歩き方一つにも気品を備えた、誰にも飼われない黒猫だ。
「会議が長引いてしまったんです。退屈だったでしょう。ああ、勿論ここのお支払いは結構ですよ。僕がもちます」
男の子は黒と白のタイルが交互に混ざった床の上を、膝小僧の出ている足でアマレッティに向かって真っ直ぐに歩いてきた。
「えっ? あ、あの……私……?」
「オーナーのお知り合いでしたか」
「ああ。さあ、こちらへ」
アマレッティの手を取った男の子は、そのまま店の外へ繋がる扉を押す。客の出入りを報せる為の鈴が、済んだ音を鳴らした。
「あっあの、お会計がまだ……!」
「大丈夫です、僕の店ですから」
「ええっ?」
慌てているのはアマレッティだけだ。アマレッティを鋭く見張っていた店員もいってらっしゃいませと頭を下げている。
(ど……どうなってるんでしょう……? でも、助けて下さったんだわ……何て優しい男の子なんでしょう……!)
アマレッティは噴水の前まで辿り着いた所で、勢いよく頭を下げた。はらりと外套が頭から落ち、胡桃色の髪が零れ出る。
「あ、有り難う御座いました……! すみません、私、お財布も馬車もなくなってしまって吃驚して……」
「馬車がなくなった?」
「は、はい。お店の前で待って頂いていたんです……どこにいってしまったんでしょう」
改めて周囲を見渡してみても、やはりアマレッティが乗ってきたメディシス王家の紋章が刻印された馬車は見当たらない。
「馬車は御者に盗まれたんでしょうね」
「ええっそんな……それは違います、とってもいい人でした。ここで待っていて下さるってお約束したんです。き、きっと私がお待たせしすぎたから……私がまた何か失敗してしまったんです……!」
馬車がなければヴァロア公爵邸に辿り着く事もままならない。ほんの少しと言い訳してパフェを食べていた罰だろうか。アマレッティの蜂蜜色の目がたちまち潤む。
そこにすっと、四つ折りに畳まれた白いハンカチが差し出された。
「災難でしたね」
心遣いに慰められ、アマレッティは礼を言いハンカチを受け取る。目の縁を押さえている間に、男の子の静かな物腰はアマレッティに伝染し、不思議と気分を落ち着かせた。
(いけません、こんな事で挫けては……!)
頑張ると決めたのだ。きゅっと唇を引き締めてから、アマレッティは男の子に向けて笑顔を作り直した。
「ご親切にして頂いて有り難う御座いました。後からになりますけれど、お代金はちゃんとお支払いしたいし、お礼もしたいです……どうか、お名前を教えて下さい」
ハンカチを返しながらアマレッティは尋ねる。すると男の子は灰青の涼しい瞳を細めて、笑った。
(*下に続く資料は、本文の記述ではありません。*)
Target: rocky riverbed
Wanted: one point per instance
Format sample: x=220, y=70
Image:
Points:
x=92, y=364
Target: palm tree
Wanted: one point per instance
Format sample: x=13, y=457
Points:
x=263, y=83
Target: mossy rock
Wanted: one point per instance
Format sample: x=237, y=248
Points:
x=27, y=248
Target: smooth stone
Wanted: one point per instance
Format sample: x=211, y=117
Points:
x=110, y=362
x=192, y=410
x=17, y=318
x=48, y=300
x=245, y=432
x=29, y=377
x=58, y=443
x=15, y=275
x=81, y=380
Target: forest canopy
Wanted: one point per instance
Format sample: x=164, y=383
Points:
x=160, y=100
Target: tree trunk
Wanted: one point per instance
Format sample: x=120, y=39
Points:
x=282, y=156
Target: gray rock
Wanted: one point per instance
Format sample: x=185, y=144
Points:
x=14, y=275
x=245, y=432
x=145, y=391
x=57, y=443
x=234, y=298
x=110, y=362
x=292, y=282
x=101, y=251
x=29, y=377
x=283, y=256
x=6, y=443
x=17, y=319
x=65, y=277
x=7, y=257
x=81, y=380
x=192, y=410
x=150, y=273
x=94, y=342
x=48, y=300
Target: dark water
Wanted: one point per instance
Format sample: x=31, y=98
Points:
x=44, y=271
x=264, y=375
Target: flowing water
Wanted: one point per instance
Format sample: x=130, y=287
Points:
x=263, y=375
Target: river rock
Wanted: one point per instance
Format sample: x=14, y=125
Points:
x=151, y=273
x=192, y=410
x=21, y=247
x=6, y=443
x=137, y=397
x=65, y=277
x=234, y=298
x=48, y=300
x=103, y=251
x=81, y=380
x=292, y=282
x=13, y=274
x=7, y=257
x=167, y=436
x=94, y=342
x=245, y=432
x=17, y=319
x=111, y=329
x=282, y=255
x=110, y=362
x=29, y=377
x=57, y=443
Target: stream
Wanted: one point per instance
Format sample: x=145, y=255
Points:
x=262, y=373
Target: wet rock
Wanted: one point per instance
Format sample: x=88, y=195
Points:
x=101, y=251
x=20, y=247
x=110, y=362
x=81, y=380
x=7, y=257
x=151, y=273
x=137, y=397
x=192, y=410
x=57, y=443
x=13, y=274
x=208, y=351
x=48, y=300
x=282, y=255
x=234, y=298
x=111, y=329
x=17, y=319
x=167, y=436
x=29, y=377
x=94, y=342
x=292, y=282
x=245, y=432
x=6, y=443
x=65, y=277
「僕の顔をご存知ないのも無理はない。急な話でしたからね――ようこそ、僕の花嫁。僕がオルレアン・ヴァロアです」
名乗られた名前をアマレッティは脳内で繰り返す。繰り返して思わず叫んだ。
「え……ええっ!? だって――あの、お姉様の言ってらした、子供の……!?」
初めて見るオルレアンの立ち振る舞いは、姉の罵倒からアマレッティが勝手に思い描いていた人物像とは全く似ても似つかない。
(こ、こんなに優しい男の子がですか……!?)
ぱくぱくと空気を食べるアマレッティの驚いた顔が面白かったのか、オルレアンは悪戯っぽい目つきでアマレッティの両手を取った。
「子供はお嫌いですか」
「いっ……いえっただ、その」
「ですが嫌だと言われてももう遅い。逃がしませんよ――ヴァロア公爵領に足を踏み入れた以上、貴方は僕の妻だ」
灰青の目を伏せて、オルレアンはアマレッティの手に唇を近づけた。
指先への小さなキスにかあっとアマレッティの頬が火照る。十一歳の子供とは思えぬ色付いた所作だった。
(ど、どうしましょうどうしましょう、私、大人なのに……!)
面食らってあわあわしているアマレッティに微笑んだオルレアンは、屋敷に案内しますと、チョコレートソースをかけられたような可愛らしい辻馬車を捕まえてくれた。